Multiple routing protocols can be used in ad-hoc wireless mesh networks (wikipedia). Some are described in the Wireless Networking in the Developing World (WNDW) book (HTML version).
OLSR
OLSR, Optimized Link State Routing protocol (RFC 3626, INRIA HYPERCOM project, wikipedia), is a routing protocol for wireless ad-hoc networks.
OLSR is proactive, it runs a distributed election to choose Multipoint Distribution Relays (MPRs), which flood peridiocally the network topology (Mesh Networking with OLSR, in WNDW).

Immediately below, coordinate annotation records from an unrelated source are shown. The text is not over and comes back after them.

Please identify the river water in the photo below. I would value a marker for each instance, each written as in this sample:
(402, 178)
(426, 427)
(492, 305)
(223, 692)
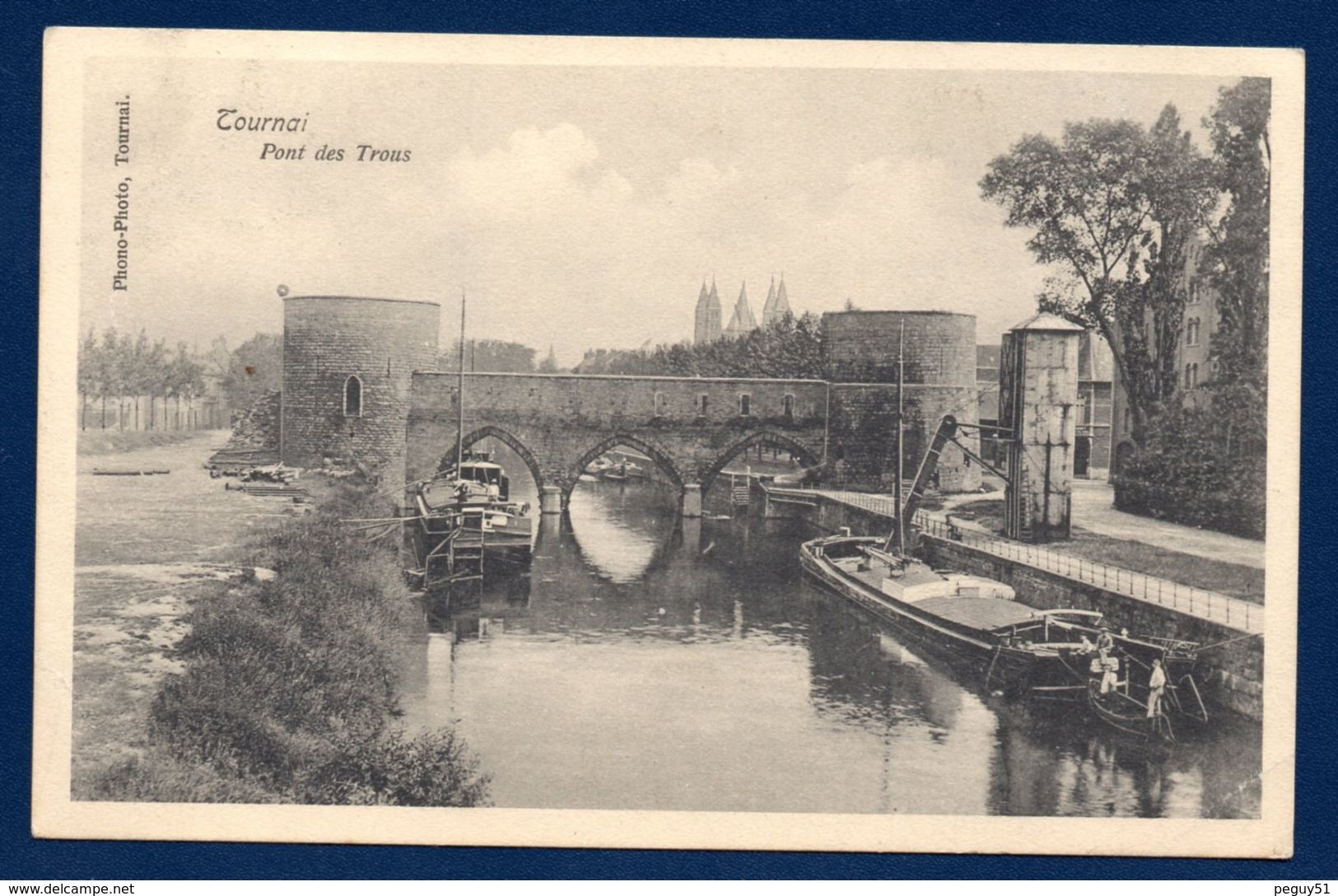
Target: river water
(648, 662)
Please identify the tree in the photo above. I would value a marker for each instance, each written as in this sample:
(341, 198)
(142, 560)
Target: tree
(1112, 208)
(1238, 257)
(254, 368)
(110, 371)
(492, 356)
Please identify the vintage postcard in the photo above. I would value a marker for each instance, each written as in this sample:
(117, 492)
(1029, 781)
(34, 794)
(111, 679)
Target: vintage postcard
(739, 444)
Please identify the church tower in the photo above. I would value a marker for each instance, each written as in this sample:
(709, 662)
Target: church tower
(708, 315)
(777, 304)
(742, 321)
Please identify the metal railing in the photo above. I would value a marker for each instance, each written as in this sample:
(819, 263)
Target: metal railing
(1234, 613)
(1238, 614)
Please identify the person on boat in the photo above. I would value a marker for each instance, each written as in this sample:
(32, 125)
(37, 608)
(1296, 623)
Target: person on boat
(1156, 686)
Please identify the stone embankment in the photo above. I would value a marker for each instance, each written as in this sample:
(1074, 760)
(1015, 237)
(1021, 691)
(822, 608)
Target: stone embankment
(1231, 630)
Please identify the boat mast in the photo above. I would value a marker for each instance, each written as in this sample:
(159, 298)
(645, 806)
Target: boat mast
(459, 431)
(897, 480)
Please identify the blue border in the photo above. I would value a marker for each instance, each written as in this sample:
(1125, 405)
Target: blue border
(1284, 23)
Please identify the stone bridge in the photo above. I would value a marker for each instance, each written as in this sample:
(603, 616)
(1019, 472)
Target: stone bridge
(560, 422)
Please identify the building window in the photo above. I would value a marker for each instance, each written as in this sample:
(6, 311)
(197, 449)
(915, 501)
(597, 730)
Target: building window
(352, 398)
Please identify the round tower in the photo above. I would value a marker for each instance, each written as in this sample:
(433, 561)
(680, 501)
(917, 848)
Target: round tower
(348, 366)
(862, 359)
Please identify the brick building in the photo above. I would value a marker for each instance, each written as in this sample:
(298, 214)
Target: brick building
(348, 364)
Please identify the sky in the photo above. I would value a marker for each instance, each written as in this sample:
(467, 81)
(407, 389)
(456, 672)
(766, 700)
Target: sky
(576, 206)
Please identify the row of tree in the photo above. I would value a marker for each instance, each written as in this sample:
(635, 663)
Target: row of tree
(124, 368)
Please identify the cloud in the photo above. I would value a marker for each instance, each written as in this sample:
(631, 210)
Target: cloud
(535, 174)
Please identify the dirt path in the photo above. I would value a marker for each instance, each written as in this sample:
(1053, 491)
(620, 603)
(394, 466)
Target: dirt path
(145, 546)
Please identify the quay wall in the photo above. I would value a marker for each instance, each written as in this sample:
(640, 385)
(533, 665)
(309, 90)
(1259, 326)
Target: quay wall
(1233, 674)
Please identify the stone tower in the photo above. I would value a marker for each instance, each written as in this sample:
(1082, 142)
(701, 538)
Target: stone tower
(347, 368)
(1038, 392)
(777, 304)
(708, 315)
(742, 321)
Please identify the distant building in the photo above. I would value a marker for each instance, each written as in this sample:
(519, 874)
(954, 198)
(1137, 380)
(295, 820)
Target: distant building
(1192, 353)
(1096, 373)
(1096, 387)
(988, 400)
(742, 321)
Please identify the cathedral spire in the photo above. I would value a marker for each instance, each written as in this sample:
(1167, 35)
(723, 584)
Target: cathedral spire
(743, 320)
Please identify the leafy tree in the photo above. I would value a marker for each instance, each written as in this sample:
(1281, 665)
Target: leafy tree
(786, 349)
(490, 356)
(254, 368)
(185, 379)
(1112, 206)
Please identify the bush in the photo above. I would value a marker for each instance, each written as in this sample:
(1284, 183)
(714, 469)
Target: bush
(1202, 469)
(289, 684)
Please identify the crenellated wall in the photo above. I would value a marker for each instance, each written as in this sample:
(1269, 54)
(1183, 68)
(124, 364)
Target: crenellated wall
(328, 338)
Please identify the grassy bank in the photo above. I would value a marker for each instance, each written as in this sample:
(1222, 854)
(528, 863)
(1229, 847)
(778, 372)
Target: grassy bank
(289, 685)
(114, 441)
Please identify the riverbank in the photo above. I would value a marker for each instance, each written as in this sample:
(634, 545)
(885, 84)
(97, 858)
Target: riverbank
(245, 654)
(115, 441)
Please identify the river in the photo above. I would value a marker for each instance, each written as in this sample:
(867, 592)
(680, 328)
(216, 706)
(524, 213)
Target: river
(648, 662)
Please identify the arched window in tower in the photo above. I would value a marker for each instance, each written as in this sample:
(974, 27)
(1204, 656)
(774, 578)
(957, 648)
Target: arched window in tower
(352, 396)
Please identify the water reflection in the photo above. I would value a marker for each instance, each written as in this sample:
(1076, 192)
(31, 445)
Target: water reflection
(648, 665)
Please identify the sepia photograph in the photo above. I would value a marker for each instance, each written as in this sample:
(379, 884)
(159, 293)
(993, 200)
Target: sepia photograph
(668, 443)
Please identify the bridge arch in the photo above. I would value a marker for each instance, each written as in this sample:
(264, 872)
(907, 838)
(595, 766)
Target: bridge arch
(661, 459)
(768, 437)
(506, 439)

A popular implementation is the olsr.org OLSR daemon, with a link-quality extension (README) using an ETX (Expected Transmission Count) metric, making it a Radio-Aware OLSR implementation (RA-OLSR).
The Open Mesh project is developping an alternative to OLSR, called B.A.T.M.A.N. (overview).
AODV
AODV, Ad hoc On-Demand Distance Vector (RFC 3561), is another routing protocol for wireless mesh networks.

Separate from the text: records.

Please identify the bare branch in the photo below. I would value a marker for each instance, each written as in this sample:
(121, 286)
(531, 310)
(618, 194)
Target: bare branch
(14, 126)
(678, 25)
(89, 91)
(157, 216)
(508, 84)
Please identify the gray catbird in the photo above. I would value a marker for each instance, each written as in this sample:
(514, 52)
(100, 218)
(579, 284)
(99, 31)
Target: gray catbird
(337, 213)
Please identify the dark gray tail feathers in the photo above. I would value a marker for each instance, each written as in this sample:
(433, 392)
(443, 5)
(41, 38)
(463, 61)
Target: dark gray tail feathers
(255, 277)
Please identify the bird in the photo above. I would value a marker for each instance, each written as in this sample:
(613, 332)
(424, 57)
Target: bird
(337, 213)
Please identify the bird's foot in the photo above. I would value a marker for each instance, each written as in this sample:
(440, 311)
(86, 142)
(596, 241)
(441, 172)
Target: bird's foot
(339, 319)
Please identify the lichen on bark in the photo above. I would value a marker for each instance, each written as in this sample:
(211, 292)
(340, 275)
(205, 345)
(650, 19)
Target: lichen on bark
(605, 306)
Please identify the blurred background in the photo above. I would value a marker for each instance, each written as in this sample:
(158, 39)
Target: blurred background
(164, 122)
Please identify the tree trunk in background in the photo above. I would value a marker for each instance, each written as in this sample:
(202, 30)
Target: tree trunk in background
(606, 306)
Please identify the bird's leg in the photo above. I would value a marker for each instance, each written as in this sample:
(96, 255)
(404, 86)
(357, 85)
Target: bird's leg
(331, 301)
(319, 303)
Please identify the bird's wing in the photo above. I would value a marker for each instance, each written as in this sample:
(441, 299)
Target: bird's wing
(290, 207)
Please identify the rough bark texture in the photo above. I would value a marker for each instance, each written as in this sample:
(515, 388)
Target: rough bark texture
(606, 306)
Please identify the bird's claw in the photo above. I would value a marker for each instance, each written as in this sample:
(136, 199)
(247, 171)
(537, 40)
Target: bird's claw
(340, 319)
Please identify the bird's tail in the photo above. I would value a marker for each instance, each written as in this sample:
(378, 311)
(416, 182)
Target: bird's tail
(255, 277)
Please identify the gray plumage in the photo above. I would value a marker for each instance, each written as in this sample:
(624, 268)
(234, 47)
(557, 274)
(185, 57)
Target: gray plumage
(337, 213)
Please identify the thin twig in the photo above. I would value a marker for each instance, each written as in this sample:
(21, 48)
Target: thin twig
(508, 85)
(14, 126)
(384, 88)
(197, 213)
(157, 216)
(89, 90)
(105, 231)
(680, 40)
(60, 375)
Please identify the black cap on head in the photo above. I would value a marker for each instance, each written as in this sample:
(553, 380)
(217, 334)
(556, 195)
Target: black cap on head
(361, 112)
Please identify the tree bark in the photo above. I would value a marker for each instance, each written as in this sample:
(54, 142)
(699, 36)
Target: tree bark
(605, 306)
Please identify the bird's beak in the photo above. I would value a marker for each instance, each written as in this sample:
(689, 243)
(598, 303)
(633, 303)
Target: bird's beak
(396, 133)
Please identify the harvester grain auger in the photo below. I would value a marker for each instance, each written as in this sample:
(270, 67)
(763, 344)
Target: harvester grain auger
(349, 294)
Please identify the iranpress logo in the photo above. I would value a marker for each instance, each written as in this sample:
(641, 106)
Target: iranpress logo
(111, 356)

It is reactive, it creates routing traffic only when needed.
802.11s
The OLPC laptop project plans to use the upcoming 802.11s standard (wikipedia), see the mesh network details.

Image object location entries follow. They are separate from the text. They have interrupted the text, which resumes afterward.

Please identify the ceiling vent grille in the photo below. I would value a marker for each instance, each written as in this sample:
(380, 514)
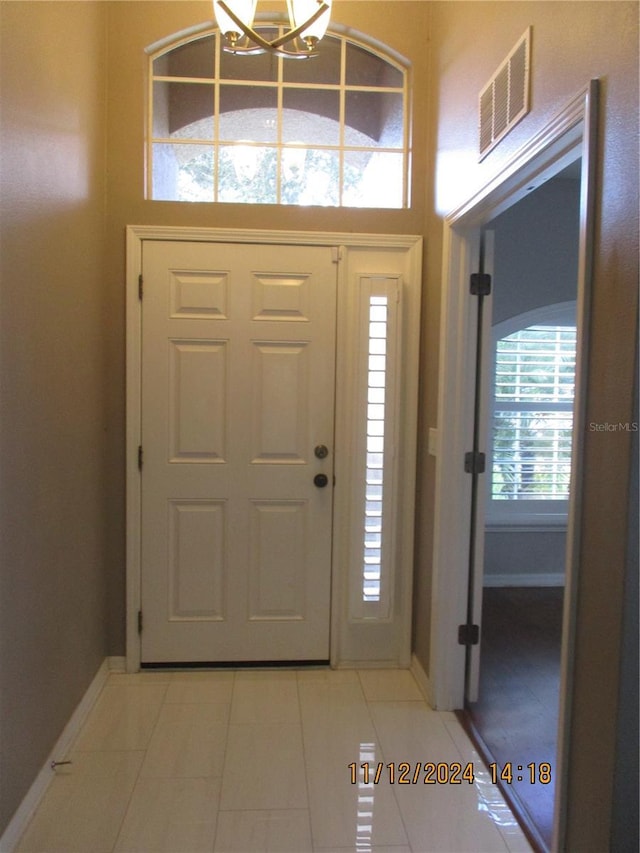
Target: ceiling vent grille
(505, 98)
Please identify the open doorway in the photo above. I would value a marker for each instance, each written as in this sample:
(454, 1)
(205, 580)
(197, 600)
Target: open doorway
(455, 654)
(528, 382)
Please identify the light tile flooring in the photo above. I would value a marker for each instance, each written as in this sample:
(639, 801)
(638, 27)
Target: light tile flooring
(259, 761)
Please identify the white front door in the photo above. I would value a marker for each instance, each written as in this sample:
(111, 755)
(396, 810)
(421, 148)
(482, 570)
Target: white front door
(238, 378)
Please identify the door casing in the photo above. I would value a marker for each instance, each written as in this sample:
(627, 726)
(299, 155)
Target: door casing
(354, 642)
(569, 136)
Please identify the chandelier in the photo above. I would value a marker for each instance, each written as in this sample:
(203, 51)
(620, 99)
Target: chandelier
(308, 21)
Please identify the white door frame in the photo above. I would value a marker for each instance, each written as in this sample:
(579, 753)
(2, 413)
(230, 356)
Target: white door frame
(361, 642)
(571, 135)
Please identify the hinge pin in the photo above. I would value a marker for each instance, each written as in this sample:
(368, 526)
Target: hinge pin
(480, 284)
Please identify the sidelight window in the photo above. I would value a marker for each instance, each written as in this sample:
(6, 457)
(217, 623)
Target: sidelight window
(374, 441)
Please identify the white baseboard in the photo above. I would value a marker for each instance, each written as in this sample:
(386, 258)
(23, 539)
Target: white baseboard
(19, 822)
(537, 579)
(422, 679)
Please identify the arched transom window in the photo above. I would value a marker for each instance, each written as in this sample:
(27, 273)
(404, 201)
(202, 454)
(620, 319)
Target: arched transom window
(328, 130)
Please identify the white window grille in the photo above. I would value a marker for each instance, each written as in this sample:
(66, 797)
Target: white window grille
(332, 130)
(534, 379)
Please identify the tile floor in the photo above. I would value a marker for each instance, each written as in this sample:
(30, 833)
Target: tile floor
(252, 761)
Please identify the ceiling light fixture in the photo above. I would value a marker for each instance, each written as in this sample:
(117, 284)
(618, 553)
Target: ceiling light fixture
(308, 21)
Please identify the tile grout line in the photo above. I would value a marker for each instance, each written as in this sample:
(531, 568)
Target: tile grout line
(135, 784)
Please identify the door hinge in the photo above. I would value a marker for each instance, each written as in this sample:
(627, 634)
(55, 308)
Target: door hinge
(468, 635)
(474, 463)
(480, 284)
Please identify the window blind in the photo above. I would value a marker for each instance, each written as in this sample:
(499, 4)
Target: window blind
(533, 413)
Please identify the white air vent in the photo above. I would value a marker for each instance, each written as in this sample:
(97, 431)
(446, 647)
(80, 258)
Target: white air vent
(505, 98)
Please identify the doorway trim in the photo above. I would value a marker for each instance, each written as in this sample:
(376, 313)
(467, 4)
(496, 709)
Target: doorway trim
(571, 135)
(353, 641)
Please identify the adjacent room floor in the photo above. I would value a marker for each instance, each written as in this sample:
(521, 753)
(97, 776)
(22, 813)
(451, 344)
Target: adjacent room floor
(271, 760)
(516, 714)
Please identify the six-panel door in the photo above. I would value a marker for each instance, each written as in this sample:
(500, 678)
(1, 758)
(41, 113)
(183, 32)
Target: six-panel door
(238, 364)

It uses a new routing protocol as default: HWMP, Hybrid Wireless Mesh Protocol. It is based on AODV for layer 3 routing and uses a modified Rapid Spanning Tree protocol for layer 2.
RA-OLSR was initially included as an optional routing protocol for the 802.11s draft, but it has been dropped because of extra complexity for the standard, with no added value. Though, it can still be used as a routing protocol, since the 802.11s specification allows optional routing protocols (without defining them).